私自身は、ファンプラスが行っているサービスは、まだまだ進化の途中だと思っています。これはプラットホーム側の責任ではなく、スマートフォンなどデバイス自体のOSであったり、通信環境の問題であったりすることが多いでしょう。もちろん、日進月歩していますから進化することはあっても、退化することはないでしょう。今後、ますますスペックの高い作品がアウトプットできるようになっていくでしょうね。

次世代に残したい、著者の個性を味わう、楽しみ方は無限

私たちが『談志市場』を立ち上げた当初は、談志師匠はご存命でした。「談志の遺言」は、2011年の2月に撮影されたのですが、気管切開をされて声を失ったのが同年の翌月なので、本当に声を失う直前の映像なんです。日めくりで談志師匠の直筆の文字が出てくるのですが、最後にあの原稿をいただいたのが亡くなる2カ月前でした。最後はベッドの上で書いてくださったと聞いています。そのため、だんだん字が崩れていくのですが、亡くなる直前までこの仕事を続けてくださいました。

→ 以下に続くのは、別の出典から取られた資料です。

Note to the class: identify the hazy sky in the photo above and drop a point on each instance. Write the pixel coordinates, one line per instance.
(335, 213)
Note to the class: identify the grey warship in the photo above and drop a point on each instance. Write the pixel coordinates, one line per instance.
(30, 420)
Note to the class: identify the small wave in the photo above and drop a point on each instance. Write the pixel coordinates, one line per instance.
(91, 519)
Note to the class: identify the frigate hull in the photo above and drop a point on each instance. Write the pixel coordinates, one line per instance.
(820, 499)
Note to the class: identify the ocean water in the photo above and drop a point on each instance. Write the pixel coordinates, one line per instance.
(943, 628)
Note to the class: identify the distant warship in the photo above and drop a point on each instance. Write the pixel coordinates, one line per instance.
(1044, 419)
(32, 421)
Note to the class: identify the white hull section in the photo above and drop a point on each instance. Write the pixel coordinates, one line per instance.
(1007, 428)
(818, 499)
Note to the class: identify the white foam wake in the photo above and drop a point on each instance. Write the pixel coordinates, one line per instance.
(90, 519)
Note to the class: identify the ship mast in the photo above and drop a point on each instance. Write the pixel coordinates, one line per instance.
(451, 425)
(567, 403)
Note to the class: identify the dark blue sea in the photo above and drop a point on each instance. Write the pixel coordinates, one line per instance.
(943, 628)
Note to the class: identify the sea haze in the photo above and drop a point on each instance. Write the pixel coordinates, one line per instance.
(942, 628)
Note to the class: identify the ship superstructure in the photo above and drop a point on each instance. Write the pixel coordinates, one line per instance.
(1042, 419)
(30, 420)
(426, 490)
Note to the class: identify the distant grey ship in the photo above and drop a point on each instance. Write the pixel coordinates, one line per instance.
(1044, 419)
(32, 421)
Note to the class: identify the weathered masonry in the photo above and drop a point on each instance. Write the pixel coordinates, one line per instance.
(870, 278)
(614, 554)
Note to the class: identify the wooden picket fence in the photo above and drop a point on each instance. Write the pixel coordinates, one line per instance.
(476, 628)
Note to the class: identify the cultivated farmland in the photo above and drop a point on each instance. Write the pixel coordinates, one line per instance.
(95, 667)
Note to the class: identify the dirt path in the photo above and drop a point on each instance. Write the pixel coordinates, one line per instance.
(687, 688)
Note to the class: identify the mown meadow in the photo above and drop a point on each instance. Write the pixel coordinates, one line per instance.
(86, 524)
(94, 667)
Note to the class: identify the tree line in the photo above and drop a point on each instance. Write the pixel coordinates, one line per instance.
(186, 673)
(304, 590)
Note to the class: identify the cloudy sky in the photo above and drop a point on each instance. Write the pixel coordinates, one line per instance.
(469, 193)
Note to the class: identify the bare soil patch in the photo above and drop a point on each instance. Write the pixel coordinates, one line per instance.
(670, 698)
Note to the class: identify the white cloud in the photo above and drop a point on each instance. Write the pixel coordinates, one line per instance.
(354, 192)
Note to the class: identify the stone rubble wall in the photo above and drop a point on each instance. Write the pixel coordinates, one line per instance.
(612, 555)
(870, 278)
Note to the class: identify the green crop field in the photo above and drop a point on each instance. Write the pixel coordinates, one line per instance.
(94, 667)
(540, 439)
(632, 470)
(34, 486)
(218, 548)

談志師匠は、「クラウドとは」「ファンプラスとは何か」なんて説明しなくても、「いろんな端末でどこからでも師匠の映像が見られるんです」って説明しただけで、「まあいいや、やるか」と快諾してくださいました。立川談志という天才は、落語家としてたぐいまれなる才能があるだけでなく、いろいろな意味ですごい人です。この素晴らしさを次の世代に伝えるには、動画だけでもダメ、活字も必要。でも、活字だけではダメ。音も動く映像も、そして写真もテキストも必要なのです。そうしたツールは、今、ファンプラスにしかないわけです。私は、100年後まで、談志師匠の素晴らしさを残したいと思っています。

談志師匠もそうだったのですが、近藤誠さん、信田さよ子さんなどZERO事業部で展開している著者は、あまりテレビには出ない方が多いのです。なぜかというと、本当のこと、本質的なことを話すので大衆向きではない部分があるからです。そういったオピニオンとして非常に価値の高い著者の作品は、有料コンテンツであるファンプラスに向いています。読者もお金を払う分だけ作品に向かう心構えが違うわけですよ。そういった方たちに手に取っていただけるのは、編集者としてうれしいですね。

ファンプラスでは、書籍単体の定価で動画付きを購入できる。放射線科医近藤誠さんの著書も発売している

あと、活字だけだったら、表現しきれないので候補に落ちてしまうような企画も、ファンプラスでは映像というツールもあるので、これまで諦めていた部分も表現できる面白さがあります。例えば、3月25日発売の『実験マニア』などもそうです。こうしたらこうなった! というのが映像で確認できますからね。内容はもちろん、著者自身の個性が豊かで映像を見ているだけで楽しめるような人たちばかりですから、紙と映像をあわせて相乗効果が期待される内容に編集しています。作品としては、動画と活字がシームレスであり、一体化させているつもりです。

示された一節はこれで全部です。